Programme 4: Victoria Morton – Using personal belongings to produce abstract paintings

Background Information

While still at Glasgow School of Art, Vikki went on a two-week trip to New York. This was the turning point of her practice. The art she saw at the Metropolitan and the Museum of Modern Art inspired her. A sound and light installation by Lamont Young and Marianne Zazeela at the Mela Foundation in New York had a profound effect on her subsequent work. The installation was fused with magenta light and the musical composition was based upon mathematics. This created a humming sound upon entering that transformed into an almost out-of-body experience, similar to meditating. At this point Vikki decided that she wanted her work to have a similar effect upon the viewer.

Vikki does this by using optical effects inherent in various colour relationships, combined with an obsessive consideration of space in the canvas. Vikki uses oil paint because she loves their colour, texture and everything about them. This passion for paint and sensation can also be seen in the work of famous abstract painters such as Mark Rothko, Bridget Reilly and Frank Auerbach. As well as looking at art history, Vikki enjoys the work of her contemporaries, including artists Yayoi Kusama and Mary Heilman.

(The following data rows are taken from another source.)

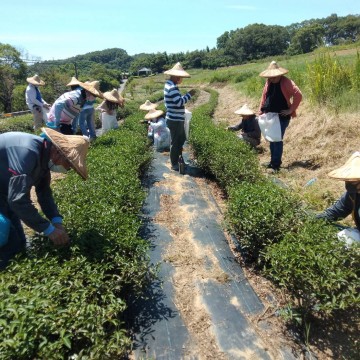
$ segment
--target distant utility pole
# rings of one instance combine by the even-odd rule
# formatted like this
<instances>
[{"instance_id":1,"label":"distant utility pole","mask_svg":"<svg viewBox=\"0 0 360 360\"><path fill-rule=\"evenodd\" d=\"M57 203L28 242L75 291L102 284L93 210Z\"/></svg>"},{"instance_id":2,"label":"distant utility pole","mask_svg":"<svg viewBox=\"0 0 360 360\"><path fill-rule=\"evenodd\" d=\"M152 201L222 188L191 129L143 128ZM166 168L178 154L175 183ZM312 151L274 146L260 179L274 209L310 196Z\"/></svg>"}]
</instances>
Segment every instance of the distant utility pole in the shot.
<instances>
[{"instance_id":1,"label":"distant utility pole","mask_svg":"<svg viewBox=\"0 0 360 360\"><path fill-rule=\"evenodd\" d=\"M76 62L74 62L74 67L75 67L75 77L78 78L78 71L77 71Z\"/></svg>"}]
</instances>

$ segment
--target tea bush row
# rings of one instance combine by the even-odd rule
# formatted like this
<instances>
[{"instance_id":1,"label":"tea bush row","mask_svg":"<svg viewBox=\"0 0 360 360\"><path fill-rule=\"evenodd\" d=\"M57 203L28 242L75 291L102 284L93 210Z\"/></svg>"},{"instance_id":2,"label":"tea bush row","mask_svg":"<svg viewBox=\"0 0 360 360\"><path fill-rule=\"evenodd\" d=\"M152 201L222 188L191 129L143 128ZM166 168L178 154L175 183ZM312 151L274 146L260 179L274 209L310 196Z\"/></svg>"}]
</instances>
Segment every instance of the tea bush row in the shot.
<instances>
[{"instance_id":1,"label":"tea bush row","mask_svg":"<svg viewBox=\"0 0 360 360\"><path fill-rule=\"evenodd\" d=\"M0 119L0 134L8 131L34 132L32 114Z\"/></svg>"},{"instance_id":2,"label":"tea bush row","mask_svg":"<svg viewBox=\"0 0 360 360\"><path fill-rule=\"evenodd\" d=\"M198 164L228 195L226 224L248 261L285 288L306 317L360 305L360 252L314 221L302 199L265 178L256 154L212 121L217 94L193 111L190 142Z\"/></svg>"},{"instance_id":3,"label":"tea bush row","mask_svg":"<svg viewBox=\"0 0 360 360\"><path fill-rule=\"evenodd\" d=\"M148 244L138 236L140 176L151 159L142 115L91 145L86 182L70 173L54 184L71 245L35 237L1 274L1 359L126 356L127 298L152 277Z\"/></svg>"},{"instance_id":4,"label":"tea bush row","mask_svg":"<svg viewBox=\"0 0 360 360\"><path fill-rule=\"evenodd\" d=\"M210 93L209 103L195 109L190 122L190 142L198 164L224 189L241 181L255 181L260 174L256 155L246 143L236 141L235 134L214 125L211 115L218 95Z\"/></svg>"}]
</instances>

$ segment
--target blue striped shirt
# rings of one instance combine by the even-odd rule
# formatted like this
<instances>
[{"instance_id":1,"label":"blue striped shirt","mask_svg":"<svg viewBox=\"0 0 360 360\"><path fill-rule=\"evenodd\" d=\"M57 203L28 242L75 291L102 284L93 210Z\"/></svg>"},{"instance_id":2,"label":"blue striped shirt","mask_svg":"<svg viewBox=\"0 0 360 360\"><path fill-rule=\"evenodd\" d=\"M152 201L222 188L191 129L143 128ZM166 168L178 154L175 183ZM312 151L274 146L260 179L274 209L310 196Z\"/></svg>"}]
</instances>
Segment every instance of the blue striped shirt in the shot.
<instances>
[{"instance_id":1,"label":"blue striped shirt","mask_svg":"<svg viewBox=\"0 0 360 360\"><path fill-rule=\"evenodd\" d=\"M181 96L177 85L171 80L167 80L164 87L166 120L185 121L185 104L190 99L191 95L189 93Z\"/></svg>"}]
</instances>

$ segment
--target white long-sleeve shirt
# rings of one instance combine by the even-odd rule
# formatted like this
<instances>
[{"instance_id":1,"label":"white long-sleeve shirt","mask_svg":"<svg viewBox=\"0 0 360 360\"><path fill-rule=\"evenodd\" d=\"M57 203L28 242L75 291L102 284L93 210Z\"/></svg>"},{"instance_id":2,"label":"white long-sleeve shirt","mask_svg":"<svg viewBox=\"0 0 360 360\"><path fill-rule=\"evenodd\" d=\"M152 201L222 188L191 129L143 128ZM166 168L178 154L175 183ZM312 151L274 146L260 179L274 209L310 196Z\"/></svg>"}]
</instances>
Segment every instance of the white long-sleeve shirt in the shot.
<instances>
[{"instance_id":1,"label":"white long-sleeve shirt","mask_svg":"<svg viewBox=\"0 0 360 360\"><path fill-rule=\"evenodd\" d=\"M29 84L26 87L25 99L26 99L26 105L28 106L28 108L30 110L33 109L34 105L38 105L41 107L43 107L44 105L49 105L44 99L42 99L42 102L41 102L36 98L36 88L35 88L35 85L33 85L33 84Z\"/></svg>"}]
</instances>

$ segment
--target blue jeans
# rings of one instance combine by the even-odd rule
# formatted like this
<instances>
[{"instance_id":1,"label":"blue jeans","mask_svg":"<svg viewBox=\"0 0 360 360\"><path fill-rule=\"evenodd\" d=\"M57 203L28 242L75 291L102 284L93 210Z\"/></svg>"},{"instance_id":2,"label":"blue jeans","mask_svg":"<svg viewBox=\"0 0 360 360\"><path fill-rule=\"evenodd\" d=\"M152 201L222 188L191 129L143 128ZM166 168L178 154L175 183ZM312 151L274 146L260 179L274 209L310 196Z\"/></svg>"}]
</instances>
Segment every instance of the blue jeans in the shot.
<instances>
[{"instance_id":1,"label":"blue jeans","mask_svg":"<svg viewBox=\"0 0 360 360\"><path fill-rule=\"evenodd\" d=\"M281 139L283 139L285 135L285 130L290 123L290 117L279 116L279 118L280 118L280 128L281 128ZM270 164L273 168L279 168L281 166L283 148L284 148L284 144L282 141L270 142L270 153L271 153Z\"/></svg>"},{"instance_id":2,"label":"blue jeans","mask_svg":"<svg viewBox=\"0 0 360 360\"><path fill-rule=\"evenodd\" d=\"M81 110L79 114L79 126L81 132L83 135L89 136L90 139L96 138L94 112L94 108L91 107Z\"/></svg>"},{"instance_id":3,"label":"blue jeans","mask_svg":"<svg viewBox=\"0 0 360 360\"><path fill-rule=\"evenodd\" d=\"M78 122L79 122L79 115L76 115L72 121L72 130L74 135L76 135L77 133Z\"/></svg>"},{"instance_id":4,"label":"blue jeans","mask_svg":"<svg viewBox=\"0 0 360 360\"><path fill-rule=\"evenodd\" d=\"M0 270L5 269L9 260L25 250L26 237L20 219L5 204L0 204L0 212L11 222L7 244L0 247Z\"/></svg>"}]
</instances>

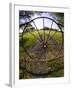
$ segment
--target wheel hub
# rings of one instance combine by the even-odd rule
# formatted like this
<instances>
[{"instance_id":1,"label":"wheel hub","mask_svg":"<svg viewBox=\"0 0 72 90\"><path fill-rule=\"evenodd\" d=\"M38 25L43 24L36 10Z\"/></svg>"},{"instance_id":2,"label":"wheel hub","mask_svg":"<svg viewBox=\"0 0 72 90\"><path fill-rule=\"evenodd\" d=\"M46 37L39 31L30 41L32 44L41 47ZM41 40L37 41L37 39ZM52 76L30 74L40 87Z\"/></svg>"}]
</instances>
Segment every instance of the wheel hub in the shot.
<instances>
[{"instance_id":1,"label":"wheel hub","mask_svg":"<svg viewBox=\"0 0 72 90\"><path fill-rule=\"evenodd\" d=\"M43 48L47 48L47 43L43 43Z\"/></svg>"}]
</instances>

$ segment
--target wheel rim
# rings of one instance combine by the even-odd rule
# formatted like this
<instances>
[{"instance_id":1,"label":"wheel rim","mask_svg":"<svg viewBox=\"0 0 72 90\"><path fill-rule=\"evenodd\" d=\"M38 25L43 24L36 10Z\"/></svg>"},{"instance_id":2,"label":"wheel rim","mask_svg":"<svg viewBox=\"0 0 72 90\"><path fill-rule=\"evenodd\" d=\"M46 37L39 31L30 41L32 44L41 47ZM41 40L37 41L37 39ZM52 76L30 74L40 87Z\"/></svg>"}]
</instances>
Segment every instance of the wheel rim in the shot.
<instances>
[{"instance_id":1,"label":"wheel rim","mask_svg":"<svg viewBox=\"0 0 72 90\"><path fill-rule=\"evenodd\" d=\"M58 26L58 28L60 29L61 38L62 38L61 42L58 43L57 40L54 38L54 36L58 33L57 31L54 31L54 33L51 35L51 32L52 32L51 29L52 29L53 24L51 25L51 28L48 31L47 37L46 37L46 31L45 30L43 30L43 32L42 32L43 34L40 33L40 30L37 28L37 26L35 24L35 20L40 19L40 18L43 19L43 28L44 28L44 19L51 20L52 23L55 23ZM31 47L29 50L29 48L24 47L24 40L23 39L24 39L24 34L25 34L24 30L26 30L26 27L30 23L34 24L39 38L35 34L33 34L32 32L28 31L28 33L30 33L37 40L36 44L33 47ZM25 27L24 27L24 30L22 33L22 47L24 49L24 52L28 56L28 58L24 57L26 65L27 65L27 63L30 63L30 62L34 62L34 64L37 64L37 61L39 64L41 64L42 62L47 62L49 60L54 60L56 58L61 57L59 55L60 55L60 52L63 50L63 31L61 29L61 26L63 27L63 25L56 23L56 21L54 21L53 19L48 18L48 17L38 17L38 18L35 18L35 19L33 19L33 20L23 24L23 25L25 25ZM51 55L49 55L52 53L55 53L53 55L53 57ZM34 55L31 55L31 54L34 54ZM39 74L43 75L43 74L48 73L48 72L34 72L34 70L32 71L31 68L30 69L26 68L26 70L29 73L36 74L36 75L39 75Z\"/></svg>"}]
</instances>

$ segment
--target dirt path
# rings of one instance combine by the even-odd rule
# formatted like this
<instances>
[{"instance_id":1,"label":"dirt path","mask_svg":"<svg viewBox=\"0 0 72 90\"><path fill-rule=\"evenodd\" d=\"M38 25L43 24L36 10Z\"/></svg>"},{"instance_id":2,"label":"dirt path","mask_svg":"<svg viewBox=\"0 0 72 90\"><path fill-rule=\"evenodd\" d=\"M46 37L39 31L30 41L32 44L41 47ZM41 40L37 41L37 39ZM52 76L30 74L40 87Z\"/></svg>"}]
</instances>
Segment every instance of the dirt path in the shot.
<instances>
[{"instance_id":1,"label":"dirt path","mask_svg":"<svg viewBox=\"0 0 72 90\"><path fill-rule=\"evenodd\" d=\"M59 47L58 42L53 38L51 38L49 42L51 43L51 45L47 44L47 47L43 48L42 43L37 41L37 43L32 48L30 48L29 52L33 53L34 58L37 60L50 60L52 58L56 58L61 54L61 46Z\"/></svg>"},{"instance_id":2,"label":"dirt path","mask_svg":"<svg viewBox=\"0 0 72 90\"><path fill-rule=\"evenodd\" d=\"M49 45L49 43L51 45ZM30 49L28 49L27 51L34 59L31 59L29 56L26 56L26 60L30 61L26 64L26 72L28 73L27 75L30 74L31 78L43 78L45 77L45 75L47 76L48 72L53 70L53 67L56 67L57 69L60 65L63 65L63 57L61 58L62 63L59 62L60 58L57 59L60 65L56 66L57 61L55 62L55 64L53 64L53 67L51 67L52 64L48 64L48 61L64 55L63 49L59 51L61 47L61 45L59 46L59 43L54 38L51 38L50 40L48 40L46 48L44 48L43 43L39 41L37 41L33 47L30 47Z\"/></svg>"}]
</instances>

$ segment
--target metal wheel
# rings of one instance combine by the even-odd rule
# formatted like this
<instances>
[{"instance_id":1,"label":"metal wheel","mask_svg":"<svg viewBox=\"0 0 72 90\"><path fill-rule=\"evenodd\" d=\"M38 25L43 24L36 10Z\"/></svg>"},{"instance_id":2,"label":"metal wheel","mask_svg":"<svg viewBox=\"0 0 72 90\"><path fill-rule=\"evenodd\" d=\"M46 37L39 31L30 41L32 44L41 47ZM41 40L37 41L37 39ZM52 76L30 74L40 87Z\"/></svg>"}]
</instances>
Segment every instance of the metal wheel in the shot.
<instances>
[{"instance_id":1,"label":"metal wheel","mask_svg":"<svg viewBox=\"0 0 72 90\"><path fill-rule=\"evenodd\" d=\"M39 19L42 20L42 29L39 29L35 23ZM51 22L49 28L45 27L46 20ZM33 28L29 27L30 25ZM56 25L58 29L54 29L53 25ZM22 26L24 27L21 39L25 52L25 68L28 73L33 75L45 75L48 70L47 67L43 68L42 65L63 55L63 25L48 17L37 17L20 25L20 27ZM30 37L26 38L25 35Z\"/></svg>"}]
</instances>

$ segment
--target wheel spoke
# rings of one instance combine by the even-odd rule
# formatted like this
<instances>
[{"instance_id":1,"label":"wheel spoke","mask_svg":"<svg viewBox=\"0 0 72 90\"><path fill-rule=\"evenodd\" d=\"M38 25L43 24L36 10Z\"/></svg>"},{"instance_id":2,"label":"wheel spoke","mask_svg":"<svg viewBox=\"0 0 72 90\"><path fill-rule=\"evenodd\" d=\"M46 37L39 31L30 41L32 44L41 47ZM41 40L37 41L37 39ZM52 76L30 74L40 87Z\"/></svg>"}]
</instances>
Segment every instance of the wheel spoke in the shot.
<instances>
[{"instance_id":1,"label":"wheel spoke","mask_svg":"<svg viewBox=\"0 0 72 90\"><path fill-rule=\"evenodd\" d=\"M57 44L47 44L47 45L57 45Z\"/></svg>"},{"instance_id":2,"label":"wheel spoke","mask_svg":"<svg viewBox=\"0 0 72 90\"><path fill-rule=\"evenodd\" d=\"M50 27L49 34L48 34L48 37L47 37L47 41L46 42L48 42L48 39L49 39L49 36L50 36L50 33L51 33L52 26L53 26L53 21L51 23L51 27Z\"/></svg>"},{"instance_id":3,"label":"wheel spoke","mask_svg":"<svg viewBox=\"0 0 72 90\"><path fill-rule=\"evenodd\" d=\"M59 43L60 41L62 42L62 40L59 40L61 38L61 36L59 37L59 38L55 38L55 41L57 42L57 43Z\"/></svg>"},{"instance_id":4,"label":"wheel spoke","mask_svg":"<svg viewBox=\"0 0 72 90\"><path fill-rule=\"evenodd\" d=\"M43 34L44 34L44 42L45 42L45 29L44 29L44 18L43 18Z\"/></svg>"},{"instance_id":5,"label":"wheel spoke","mask_svg":"<svg viewBox=\"0 0 72 90\"><path fill-rule=\"evenodd\" d=\"M37 28L37 26L36 26L36 24L35 24L34 21L33 21L33 24L34 24L34 26L35 26L35 28L36 28L38 34L39 34L40 39L43 41L42 36L41 36L41 34L40 34L40 32L39 32L39 30L38 30L38 28Z\"/></svg>"},{"instance_id":6,"label":"wheel spoke","mask_svg":"<svg viewBox=\"0 0 72 90\"><path fill-rule=\"evenodd\" d=\"M31 58L31 59L34 59L30 54L29 52L27 52L27 50L24 48L24 52Z\"/></svg>"},{"instance_id":7,"label":"wheel spoke","mask_svg":"<svg viewBox=\"0 0 72 90\"><path fill-rule=\"evenodd\" d=\"M39 40L33 33L29 32L32 36L34 36L39 42L41 42L41 40Z\"/></svg>"},{"instance_id":8,"label":"wheel spoke","mask_svg":"<svg viewBox=\"0 0 72 90\"><path fill-rule=\"evenodd\" d=\"M51 24L51 29L52 29L52 26L53 26L53 21L52 21L52 24Z\"/></svg>"},{"instance_id":9,"label":"wheel spoke","mask_svg":"<svg viewBox=\"0 0 72 90\"><path fill-rule=\"evenodd\" d=\"M50 40L51 38L53 38L56 33L57 33L57 31L55 31L55 33L54 33L52 36L50 36L50 37L48 38L48 40Z\"/></svg>"},{"instance_id":10,"label":"wheel spoke","mask_svg":"<svg viewBox=\"0 0 72 90\"><path fill-rule=\"evenodd\" d=\"M27 26L26 26L27 27ZM24 30L27 31L26 27L24 28ZM24 33L24 30L23 30L23 33ZM36 35L34 35L32 32L29 32L32 36L34 36L34 38L36 38L39 42L41 42L41 40L39 40ZM23 37L23 36L22 36Z\"/></svg>"},{"instance_id":11,"label":"wheel spoke","mask_svg":"<svg viewBox=\"0 0 72 90\"><path fill-rule=\"evenodd\" d=\"M48 40L50 40L51 38L53 38L54 35L56 35L56 34L57 34L57 31L55 31L55 33L54 33ZM55 42L57 42L57 40L58 40L58 39L54 39ZM59 42L57 42L57 45L58 45L58 47L59 47L59 45L60 45L60 48L63 47L63 40L62 40L61 42L62 42L61 44L59 44Z\"/></svg>"}]
</instances>

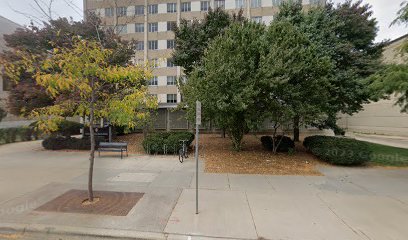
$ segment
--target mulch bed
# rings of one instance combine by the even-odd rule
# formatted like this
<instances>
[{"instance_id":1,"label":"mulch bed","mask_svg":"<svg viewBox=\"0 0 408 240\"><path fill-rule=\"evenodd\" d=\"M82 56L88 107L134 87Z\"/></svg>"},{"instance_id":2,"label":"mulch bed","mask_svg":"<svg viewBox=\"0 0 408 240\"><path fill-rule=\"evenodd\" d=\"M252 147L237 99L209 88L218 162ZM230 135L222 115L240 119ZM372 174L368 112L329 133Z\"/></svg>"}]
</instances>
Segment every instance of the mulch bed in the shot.
<instances>
[{"instance_id":1,"label":"mulch bed","mask_svg":"<svg viewBox=\"0 0 408 240\"><path fill-rule=\"evenodd\" d=\"M221 138L220 134L200 135L200 155L205 160L207 173L234 174L271 174L271 175L322 175L316 168L321 164L317 158L308 153L301 143L296 145L293 155L287 153L272 154L263 149L261 136L246 135L243 149L235 152L231 140ZM129 152L143 154L143 134L129 134L118 137L119 141L129 143ZM193 143L194 145L194 143ZM193 155L190 150L190 155Z\"/></svg>"},{"instance_id":2,"label":"mulch bed","mask_svg":"<svg viewBox=\"0 0 408 240\"><path fill-rule=\"evenodd\" d=\"M208 173L322 175L315 168L319 161L301 144L296 145L292 155L273 154L263 149L260 136L246 135L242 151L236 152L229 138L214 134L202 136L205 172Z\"/></svg>"},{"instance_id":3,"label":"mulch bed","mask_svg":"<svg viewBox=\"0 0 408 240\"><path fill-rule=\"evenodd\" d=\"M69 190L35 210L126 216L143 195L143 193L137 192L94 191L94 198L99 199L99 201L92 205L84 205L82 203L88 198L88 191Z\"/></svg>"}]
</instances>

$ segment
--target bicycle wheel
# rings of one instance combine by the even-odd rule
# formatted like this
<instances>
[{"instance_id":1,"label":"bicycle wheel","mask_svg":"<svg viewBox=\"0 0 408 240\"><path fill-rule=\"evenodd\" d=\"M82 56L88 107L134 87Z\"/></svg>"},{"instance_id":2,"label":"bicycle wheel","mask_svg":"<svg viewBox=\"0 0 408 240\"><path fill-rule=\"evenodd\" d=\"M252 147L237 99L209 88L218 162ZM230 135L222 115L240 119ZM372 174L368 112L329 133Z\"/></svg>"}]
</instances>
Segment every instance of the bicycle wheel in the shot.
<instances>
[{"instance_id":1,"label":"bicycle wheel","mask_svg":"<svg viewBox=\"0 0 408 240\"><path fill-rule=\"evenodd\" d=\"M181 163L183 163L183 161L184 161L184 151L183 151L183 149L179 150L179 161Z\"/></svg>"}]
</instances>

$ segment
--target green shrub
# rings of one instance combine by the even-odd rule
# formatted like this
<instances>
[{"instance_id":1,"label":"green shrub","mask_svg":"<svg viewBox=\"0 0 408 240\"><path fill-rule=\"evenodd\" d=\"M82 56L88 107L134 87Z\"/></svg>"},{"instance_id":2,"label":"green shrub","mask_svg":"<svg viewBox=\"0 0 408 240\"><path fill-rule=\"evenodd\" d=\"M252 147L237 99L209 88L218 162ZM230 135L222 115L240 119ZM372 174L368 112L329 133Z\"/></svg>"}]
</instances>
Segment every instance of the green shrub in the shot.
<instances>
[{"instance_id":1,"label":"green shrub","mask_svg":"<svg viewBox=\"0 0 408 240\"><path fill-rule=\"evenodd\" d=\"M90 150L91 142L89 138L51 136L43 140L42 146L47 150Z\"/></svg>"},{"instance_id":2,"label":"green shrub","mask_svg":"<svg viewBox=\"0 0 408 240\"><path fill-rule=\"evenodd\" d=\"M16 141L31 141L33 129L31 127L16 127L0 129L0 142L13 143Z\"/></svg>"},{"instance_id":3,"label":"green shrub","mask_svg":"<svg viewBox=\"0 0 408 240\"><path fill-rule=\"evenodd\" d=\"M269 151L273 151L273 138L271 136L261 137L262 146ZM278 145L277 152L289 152L289 150L295 148L295 142L287 136L278 135L275 137L275 144Z\"/></svg>"},{"instance_id":4,"label":"green shrub","mask_svg":"<svg viewBox=\"0 0 408 240\"><path fill-rule=\"evenodd\" d=\"M35 127L37 126L37 122L33 122L30 124L30 127L33 129L33 135L35 135L36 138L38 138L40 132L37 132L35 130ZM83 127L83 124L74 122L74 121L68 121L64 120L60 124L58 124L58 130L53 133L53 135L60 135L60 136L65 136L65 137L70 137L72 135L79 135L81 134L81 128Z\"/></svg>"},{"instance_id":5,"label":"green shrub","mask_svg":"<svg viewBox=\"0 0 408 240\"><path fill-rule=\"evenodd\" d=\"M350 138L311 136L305 138L303 145L319 159L334 165L363 165L371 157L367 143Z\"/></svg>"},{"instance_id":6,"label":"green shrub","mask_svg":"<svg viewBox=\"0 0 408 240\"><path fill-rule=\"evenodd\" d=\"M20 128L19 136L21 141L31 141L33 139L33 129L30 127Z\"/></svg>"},{"instance_id":7,"label":"green shrub","mask_svg":"<svg viewBox=\"0 0 408 240\"><path fill-rule=\"evenodd\" d=\"M146 153L177 153L182 146L181 140L187 140L190 146L194 140L194 134L190 132L159 132L148 135L143 140L143 148Z\"/></svg>"},{"instance_id":8,"label":"green shrub","mask_svg":"<svg viewBox=\"0 0 408 240\"><path fill-rule=\"evenodd\" d=\"M4 128L2 131L2 140L5 143L13 143L17 140L17 135L19 133L19 128Z\"/></svg>"}]
</instances>

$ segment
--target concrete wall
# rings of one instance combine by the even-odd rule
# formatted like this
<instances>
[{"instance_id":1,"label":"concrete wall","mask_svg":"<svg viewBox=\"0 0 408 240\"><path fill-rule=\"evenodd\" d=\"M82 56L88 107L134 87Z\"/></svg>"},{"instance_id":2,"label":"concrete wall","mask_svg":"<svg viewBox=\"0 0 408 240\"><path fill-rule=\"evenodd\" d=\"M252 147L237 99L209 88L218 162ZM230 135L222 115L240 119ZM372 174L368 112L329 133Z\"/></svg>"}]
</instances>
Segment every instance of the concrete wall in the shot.
<instances>
[{"instance_id":1,"label":"concrete wall","mask_svg":"<svg viewBox=\"0 0 408 240\"><path fill-rule=\"evenodd\" d=\"M399 48L406 39L397 39L385 48L385 63L403 62ZM353 116L340 115L338 124L350 132L408 136L408 114L401 113L400 107L394 106L395 99L395 96L390 96L390 100L365 104L364 109Z\"/></svg>"}]
</instances>

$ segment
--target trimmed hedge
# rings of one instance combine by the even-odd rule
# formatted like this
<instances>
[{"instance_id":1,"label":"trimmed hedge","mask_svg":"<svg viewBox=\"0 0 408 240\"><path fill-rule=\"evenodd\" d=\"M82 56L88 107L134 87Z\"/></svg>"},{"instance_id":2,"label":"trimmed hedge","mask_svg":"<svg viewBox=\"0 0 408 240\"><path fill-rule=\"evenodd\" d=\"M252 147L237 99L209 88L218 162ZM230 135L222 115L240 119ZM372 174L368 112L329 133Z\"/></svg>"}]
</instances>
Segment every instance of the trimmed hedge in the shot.
<instances>
[{"instance_id":1,"label":"trimmed hedge","mask_svg":"<svg viewBox=\"0 0 408 240\"><path fill-rule=\"evenodd\" d=\"M334 165L363 165L372 154L367 143L344 137L310 136L303 145L319 159Z\"/></svg>"},{"instance_id":2,"label":"trimmed hedge","mask_svg":"<svg viewBox=\"0 0 408 240\"><path fill-rule=\"evenodd\" d=\"M271 136L261 137L262 146L269 151L273 151L273 138ZM278 152L289 152L290 149L295 148L295 142L287 136L278 135L275 137L275 144L279 144Z\"/></svg>"},{"instance_id":3,"label":"trimmed hedge","mask_svg":"<svg viewBox=\"0 0 408 240\"><path fill-rule=\"evenodd\" d=\"M181 148L180 140L188 140L189 147L194 140L194 134L190 132L159 132L148 135L143 140L143 149L149 154L177 153Z\"/></svg>"},{"instance_id":4,"label":"trimmed hedge","mask_svg":"<svg viewBox=\"0 0 408 240\"><path fill-rule=\"evenodd\" d=\"M96 143L98 145L98 141ZM89 138L73 138L63 136L51 136L42 142L42 146L47 150L90 150L91 141Z\"/></svg>"},{"instance_id":5,"label":"trimmed hedge","mask_svg":"<svg viewBox=\"0 0 408 240\"><path fill-rule=\"evenodd\" d=\"M13 143L16 141L31 141L38 135L31 127L2 128L0 129L0 142Z\"/></svg>"}]
</instances>

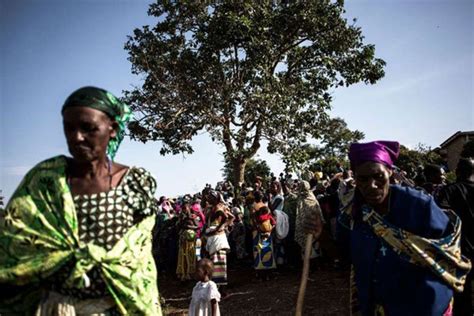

Other influences include fashion, how people decorate their bodies, the conventional idea of femininity and figures. She believes that paintings are organisms, so she studies molecular formations that give her works a cosmic feel. She also reads and watches films and makes sure she is always visually aware.

Vikki is represented by the Modern Institute in Glasgow. She makes a living from selling her work to private collectors and her work is in great demand. She doesn’t make art to make money however, and feels that if she was simply churning out art for a living without enjoying it and achieving some satisfaction, she would not do it.

Vikki had a solo exhibition at Gavin Brown’s Gallery, New York in January 2002.